During the course of her treatment, Greta repeatedly travels to 1918, 1941, and back to 1985. In these other worlds, she finds her brother, alive and well, though fearfully masking his true personality to escape the ostracism of an earlier age's prejudices. Here, too, she finds her former lover, Nathan, now her devoted husband. Will he be unfaithful to her in this life, as well? And if he is, will she behave exactly as she did before? In 1941 she is a devoted mother; in 1918 she is a bohemian adulteress.
As the cycle of treatments nears its end, tension mounts over the actions each Greta takes in her "other" lives. Married Greta has no intention of being abandoned by Nathan in 1985. Amorous Greta refuses to give up her young lover, Leo, for the stuffy respectability of being a doctor's wife in WWII. And what will happen once the Gretas stumble upon the secret for getting off this time-travel merry-go-round? Each reality has its own losses, its own rewards; each extracts a different price.
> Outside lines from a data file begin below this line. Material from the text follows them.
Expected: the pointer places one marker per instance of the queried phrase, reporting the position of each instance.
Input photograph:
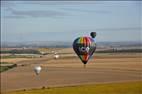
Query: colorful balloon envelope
(84, 47)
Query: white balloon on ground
(37, 69)
(56, 56)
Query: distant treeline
(121, 51)
(24, 51)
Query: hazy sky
(67, 20)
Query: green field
(113, 88)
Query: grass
(5, 68)
(113, 88)
(15, 56)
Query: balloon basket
(84, 66)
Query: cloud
(119, 29)
(33, 13)
(88, 11)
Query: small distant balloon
(56, 56)
(37, 70)
(84, 47)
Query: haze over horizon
(113, 21)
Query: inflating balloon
(93, 34)
(37, 69)
(84, 47)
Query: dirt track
(68, 70)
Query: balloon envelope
(84, 47)
(56, 56)
(93, 34)
(37, 69)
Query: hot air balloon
(93, 34)
(37, 69)
(84, 47)
(56, 56)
Who will choose to remain in which life?
Magically atmospheric--whisking us from the gas-lit streets and horse-drawn carriages of the West Village in 1918, to a martini-fueled lunch at the Oak Room in 1941 ("my handbag the size of an anvil...the ladies hats floating by like jellyfish"), gorgeously written and propulsive, The Impossible Lives of Greta Wells casts a spell over the reader and will guarantee Greer's reputation as one of the most gifted writers of his generation.